Le Black Panther Party for Self Defense a établi son chapitre de Seattle au printemps 1968. C'était l'un des premiers chapitres autorisés en dehors de la Californie. Le chapitre de Seattle a également duré plus longtemps que la plupart, survivant jusqu'en 1978. Bien que le nombre de membres n'ait jamais été important, l'organisation a eu un impact majeur sur la région. Avec leurs bérets noirs et leurs vestes en cuir et leur engagement dans l'autodéfense armée, les Panthers sont devenus des modèles pour certains tout en effrayant les autres. Quoi qu'il en soit, l'organisation a montré à Seattle que ses luttes pour la justice raciale étaient allées au-delà de la persuasion et de la protestation non violente. Cette page présente le Seattle Black Panther Party &ndash History and Memory Project. L'unité comprend la plus vaste collection en ligne de documents pour tous les chapitres du Black Panther Party, y compris le chapitre d'Oakland. Les liens ci-dessus et ci-dessous mènent à 20 histoires orales vidéo, un court film d'introduction, des dizaines de photographies, des bulletins BPP, plus de 100 articles de journaux, ainsi que la transcription complète et les expositions des audiences du Congrès de 1970 sur les activités du chapitre. Un diaporama et un essai en trois parties racontent l'histoire du chapitre du BPP à Seattle.
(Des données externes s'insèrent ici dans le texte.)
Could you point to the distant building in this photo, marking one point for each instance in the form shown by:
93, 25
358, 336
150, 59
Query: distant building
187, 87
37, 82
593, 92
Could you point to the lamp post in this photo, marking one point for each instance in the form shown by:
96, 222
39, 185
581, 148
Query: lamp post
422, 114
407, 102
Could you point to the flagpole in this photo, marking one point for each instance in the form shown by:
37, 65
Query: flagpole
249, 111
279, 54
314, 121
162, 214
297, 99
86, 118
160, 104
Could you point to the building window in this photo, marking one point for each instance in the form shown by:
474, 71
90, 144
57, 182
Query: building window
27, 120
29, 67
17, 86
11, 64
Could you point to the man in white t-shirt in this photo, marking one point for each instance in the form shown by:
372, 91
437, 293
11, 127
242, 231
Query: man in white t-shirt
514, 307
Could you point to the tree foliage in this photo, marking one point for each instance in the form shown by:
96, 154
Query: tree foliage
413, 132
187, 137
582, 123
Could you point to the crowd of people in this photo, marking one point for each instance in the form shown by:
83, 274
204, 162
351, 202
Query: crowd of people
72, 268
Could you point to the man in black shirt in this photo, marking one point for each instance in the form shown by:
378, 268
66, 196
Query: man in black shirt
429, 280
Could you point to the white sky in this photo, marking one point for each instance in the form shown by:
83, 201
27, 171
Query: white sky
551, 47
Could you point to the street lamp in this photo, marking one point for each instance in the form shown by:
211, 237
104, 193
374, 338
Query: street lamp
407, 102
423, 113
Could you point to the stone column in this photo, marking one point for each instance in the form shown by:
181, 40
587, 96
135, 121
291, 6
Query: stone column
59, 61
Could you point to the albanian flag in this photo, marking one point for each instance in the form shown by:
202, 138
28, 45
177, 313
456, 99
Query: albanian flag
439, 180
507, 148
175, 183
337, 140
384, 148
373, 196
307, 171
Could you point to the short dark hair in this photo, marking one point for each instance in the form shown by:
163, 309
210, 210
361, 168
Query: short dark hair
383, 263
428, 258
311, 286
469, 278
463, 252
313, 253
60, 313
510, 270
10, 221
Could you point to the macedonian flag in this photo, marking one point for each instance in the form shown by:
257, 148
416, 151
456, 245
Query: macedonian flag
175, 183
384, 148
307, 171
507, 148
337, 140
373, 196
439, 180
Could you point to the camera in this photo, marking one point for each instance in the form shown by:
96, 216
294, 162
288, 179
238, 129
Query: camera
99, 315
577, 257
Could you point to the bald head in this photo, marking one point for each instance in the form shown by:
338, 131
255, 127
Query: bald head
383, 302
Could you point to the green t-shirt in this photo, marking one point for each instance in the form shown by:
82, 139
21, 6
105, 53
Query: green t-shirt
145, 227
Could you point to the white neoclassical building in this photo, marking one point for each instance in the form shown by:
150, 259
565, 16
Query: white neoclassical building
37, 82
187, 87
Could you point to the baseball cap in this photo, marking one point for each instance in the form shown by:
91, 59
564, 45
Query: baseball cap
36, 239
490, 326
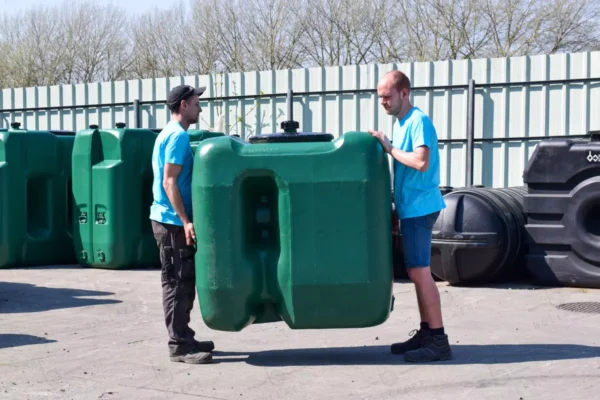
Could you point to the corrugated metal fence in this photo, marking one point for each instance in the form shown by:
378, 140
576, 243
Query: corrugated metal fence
517, 101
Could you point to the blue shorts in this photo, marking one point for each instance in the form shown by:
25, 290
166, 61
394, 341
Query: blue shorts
416, 239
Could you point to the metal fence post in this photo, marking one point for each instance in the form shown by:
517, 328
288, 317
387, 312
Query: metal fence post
470, 133
136, 114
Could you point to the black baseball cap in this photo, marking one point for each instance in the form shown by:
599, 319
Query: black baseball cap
182, 92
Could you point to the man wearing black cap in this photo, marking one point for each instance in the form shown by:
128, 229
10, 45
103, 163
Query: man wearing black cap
171, 215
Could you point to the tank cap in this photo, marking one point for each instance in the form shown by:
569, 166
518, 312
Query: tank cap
594, 136
290, 131
301, 137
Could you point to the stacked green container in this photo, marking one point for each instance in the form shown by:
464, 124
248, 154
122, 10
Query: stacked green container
112, 188
35, 197
298, 232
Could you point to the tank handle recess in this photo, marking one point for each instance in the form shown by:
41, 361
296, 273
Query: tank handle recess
290, 132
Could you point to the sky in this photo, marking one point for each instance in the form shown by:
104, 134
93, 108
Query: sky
133, 6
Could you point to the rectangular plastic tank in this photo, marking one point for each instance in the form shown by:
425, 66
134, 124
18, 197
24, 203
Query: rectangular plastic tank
562, 205
298, 232
113, 194
35, 198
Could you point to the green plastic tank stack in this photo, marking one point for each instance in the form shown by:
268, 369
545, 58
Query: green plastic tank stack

Huey Newton et Bobby Seale ont fondé le Black Panther Party à Oakland, en Californie, à la fin de 1966. Le reste du monde a entendu parler de l'organisation l'année suivante, après qu'un contingent de Panthers lourdement armés a défilé sur le sol de l'Assemblée législative de Californie pour protester contre un projet de loi. d'interdire les armes à feu dans les lieux publics. Les armes et l'autodéfense armée étaient des éléments clés du programme Panther, dont une partie était axée sur la protection des communautés noires contre les pratiques policières brutales. Appelant des policiers & ldquopigs & rdquo et les suivant alors qu'ils patrouillaient dans les quartiers noirs, les Panthers ont rapidement été impliqués dans des fusillades meurtrières avec la police à Oakland et plus tard dans d'autres villes. La pensée mal informée des Panthers en tant que nationalistes noirs, mais le Parti était en fait engagé dans l'internationalisme révolutionnaire, prenant une partie de son programme du "Petit Livre rouge" (Citations du président Mao Tse Tung) et s'identifiant aux mouvements révolutionnaires du tiers-monde. Le chapitre de l'État de Washington du BPP a été créé en avril 1968 après qu'Aaron Dixon, Elmer Dixon, Anthony Ware, Gary Owens et plusieurs autres futurs Panthers aient assisté à un service commémoratif à San Francisco pour Bobby Hutton, 17 ans. Hutton avait été tué par la police d'Oakland lors d'une fusillade au cours de laquelle le chef du Parti, Eldridge Cleaver, avait également été blessé. Pendant leur séjour à Oakland, les jeunes de Seattle ont rencontré le président du BPP, Bobby Seale, dont la visite ultérieure à Seattle a marqué le début du chapitre de l'État de Washington. L'histoire du chapitre de l'État de Washington peut être suivie dans les pages qui l'accompagnent. Janet Jones est la coordonnatrice de cette section spéciale et a mené toutes les entrevues. Alexander Morrow et Nathan Roberts ont été rédacteurs associés. Nous souhaitons remercier les membres du BPP Legacy Committee pour le partage d'histoires, de photographies et de documents. Merci également au Seattle Times, au Seattle Post Intelligencer, au Seattle Medium, à l'University of Washington Daily, à l'Afro American Journal et au Seattle Magazine pour les articles et les photographies qui apparaissent sur la page News Coverage.